Dans la corbeille de la mariée, on trouve la Lamborghini Diablo qui commence à se vendre (lire aussi : Lamborghini Diablo) mais aussi la fameuse filiale américaine qui dispose de locaux en Floride, à Green Coves Spring. C’est là que la nouvelle firme Vector Aeromotive va s’attaquer à son nouveau modèle, la M12. Chez Vector, on a enfin la solution : avec la propriété de Lamborghini, on dispose d’une base idéale (croit-on) pour lancer la nouvelle supercar américaine. Et on ne va pas s’embarrasser trop : la M12 n’est en fait qu’une Diablo recarrossée (deux roues motrices uniquement), et donc dotée du même V12 de 5.7 litres d’une puissance de 492 chevaux.


En revanche, la fabrication, qui commence en 1995, se fait aux USA, dans les locaux de Green Coves Spring, loin de l’expérience de Lamborghini en Italie. Il en résulte une qualité d’assemblage digne de l’Europe de l’Est, comme le soulignera Jeremy Clarkson dans son essai pour Top Gear (vidéo en fin d’article). En outre, la voiture pèse 60 kilos de plus que sa cousine italienne, pour un look qui laisse sans voix. S’inspirant du dessin de la WX3, les designers de chez Vector vont le triturer pour s’en éloigner le plus possible légalement tout en gardant un profil globalement similaire. Il y a un air Vector, mais pas trop, comme une réplique mal proportionnée. D’ailleurs, la base de la Diablo plus longue que celle de la WX3 fait de la M12 une voiture disproportionnée.


Proposée à 189 000 $, la M12 est certes moins chère que la W8 d’antan, mais sa qualité comme ses performances laissent à désirer, et il faut être un passionné richissime pour s’offrir ce double ersatz de Vector d’une part et de Lambo de l’autre : ni tout à fait l’une ni tout à fait l’autre, c’est compliqué d’oser faire un chèque de ce montant là, même si la M12 restait moins chère que la Diablo. D’autant que les essais de la presse automobile sont calamiteux pour l’image. Outre Clarkson (vidéo en bas d’article), les journalistes jugent très sévèrement la M12, Autoweek Magazine n’hésitant pas à la proclamer « la pire voiture jamais testée ». Autant vous dire que l’avenir s’annonce sombre.

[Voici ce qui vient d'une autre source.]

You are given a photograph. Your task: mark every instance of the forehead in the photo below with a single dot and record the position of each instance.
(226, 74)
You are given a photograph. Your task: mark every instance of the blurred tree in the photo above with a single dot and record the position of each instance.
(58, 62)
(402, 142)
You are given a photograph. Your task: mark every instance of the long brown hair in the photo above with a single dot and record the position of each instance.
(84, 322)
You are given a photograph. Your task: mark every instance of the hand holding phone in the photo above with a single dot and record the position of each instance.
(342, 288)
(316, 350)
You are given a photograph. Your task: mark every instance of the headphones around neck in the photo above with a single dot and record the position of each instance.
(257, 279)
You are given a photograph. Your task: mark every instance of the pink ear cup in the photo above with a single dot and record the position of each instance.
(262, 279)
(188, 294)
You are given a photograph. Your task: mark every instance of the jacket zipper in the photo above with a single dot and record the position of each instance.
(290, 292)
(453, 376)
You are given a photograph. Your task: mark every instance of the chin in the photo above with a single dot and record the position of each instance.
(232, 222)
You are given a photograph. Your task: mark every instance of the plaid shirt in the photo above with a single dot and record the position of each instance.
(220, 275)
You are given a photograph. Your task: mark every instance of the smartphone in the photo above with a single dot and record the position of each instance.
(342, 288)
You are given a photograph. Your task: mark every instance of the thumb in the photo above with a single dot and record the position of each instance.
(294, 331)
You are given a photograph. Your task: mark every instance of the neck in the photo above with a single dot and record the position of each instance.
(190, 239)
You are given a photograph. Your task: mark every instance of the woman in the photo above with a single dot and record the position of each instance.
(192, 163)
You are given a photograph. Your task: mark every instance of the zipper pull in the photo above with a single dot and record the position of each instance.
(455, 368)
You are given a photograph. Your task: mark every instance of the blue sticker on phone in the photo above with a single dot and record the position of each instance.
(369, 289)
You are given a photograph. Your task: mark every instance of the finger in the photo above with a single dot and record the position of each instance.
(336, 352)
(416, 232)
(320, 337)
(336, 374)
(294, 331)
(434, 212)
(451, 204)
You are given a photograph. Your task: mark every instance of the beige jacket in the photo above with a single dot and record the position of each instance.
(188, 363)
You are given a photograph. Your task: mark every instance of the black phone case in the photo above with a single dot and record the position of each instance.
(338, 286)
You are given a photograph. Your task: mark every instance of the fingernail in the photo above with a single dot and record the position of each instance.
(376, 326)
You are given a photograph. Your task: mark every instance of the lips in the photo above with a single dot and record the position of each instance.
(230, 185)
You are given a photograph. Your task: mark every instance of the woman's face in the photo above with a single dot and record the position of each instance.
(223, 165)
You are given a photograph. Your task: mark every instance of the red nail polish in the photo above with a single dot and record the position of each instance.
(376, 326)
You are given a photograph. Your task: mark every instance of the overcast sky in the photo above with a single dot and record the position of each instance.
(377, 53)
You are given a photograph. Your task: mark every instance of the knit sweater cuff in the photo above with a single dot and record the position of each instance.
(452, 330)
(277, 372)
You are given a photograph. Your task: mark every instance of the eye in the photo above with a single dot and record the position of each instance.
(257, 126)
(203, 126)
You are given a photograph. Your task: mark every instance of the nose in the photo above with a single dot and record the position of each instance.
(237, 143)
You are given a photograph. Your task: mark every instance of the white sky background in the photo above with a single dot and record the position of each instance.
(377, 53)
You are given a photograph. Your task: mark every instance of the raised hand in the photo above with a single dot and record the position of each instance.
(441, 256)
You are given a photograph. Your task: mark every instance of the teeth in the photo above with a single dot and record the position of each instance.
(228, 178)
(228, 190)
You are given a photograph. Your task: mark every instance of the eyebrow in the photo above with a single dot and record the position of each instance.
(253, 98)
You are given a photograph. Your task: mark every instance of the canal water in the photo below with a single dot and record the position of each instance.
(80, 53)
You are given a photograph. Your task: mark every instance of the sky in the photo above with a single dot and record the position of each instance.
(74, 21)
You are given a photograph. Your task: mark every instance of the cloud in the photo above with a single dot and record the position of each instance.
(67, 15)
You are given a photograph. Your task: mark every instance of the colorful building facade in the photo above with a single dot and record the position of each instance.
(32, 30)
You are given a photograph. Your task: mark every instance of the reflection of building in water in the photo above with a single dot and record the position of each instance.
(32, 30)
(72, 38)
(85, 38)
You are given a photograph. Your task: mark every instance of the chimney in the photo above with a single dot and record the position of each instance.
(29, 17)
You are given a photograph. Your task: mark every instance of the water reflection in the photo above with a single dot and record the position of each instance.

Pour palier à cette image désastreuse relayée dans la presse, Vector va avoir une idée de génie : « et si on faisait de la compétition… Suffit de gagner et le tour est joué ». Mais bien sûr, personne n’y avait jamais pensé avant. Aussitôt, on prélève l’un des deux exemplaires de pré-série pour l’alléger au maximum, lui rajouter des ailerons, et sans modifications moteur, on refile le bébé à l’écurie American Spirit Racing qui a la bonne idée d’engager la voiture en GT2 pour sa première course aux 12 heures de Sebring, un circuit particulièrement rude pour les voitures. Ce qui doit arriver arrive : première course, premier abandon. On va re-tenter le coup à Las Vegas, mais malgré une qualification à la seconde place, la voiture n’arrivera pas au bout. Après avoir renoncé à la 3ème manche à Homestead, c’est à Atlanta que la M12 se présente. Là encore, elle obtient le second temps qualificatif, mais doit encore une fois abandonner.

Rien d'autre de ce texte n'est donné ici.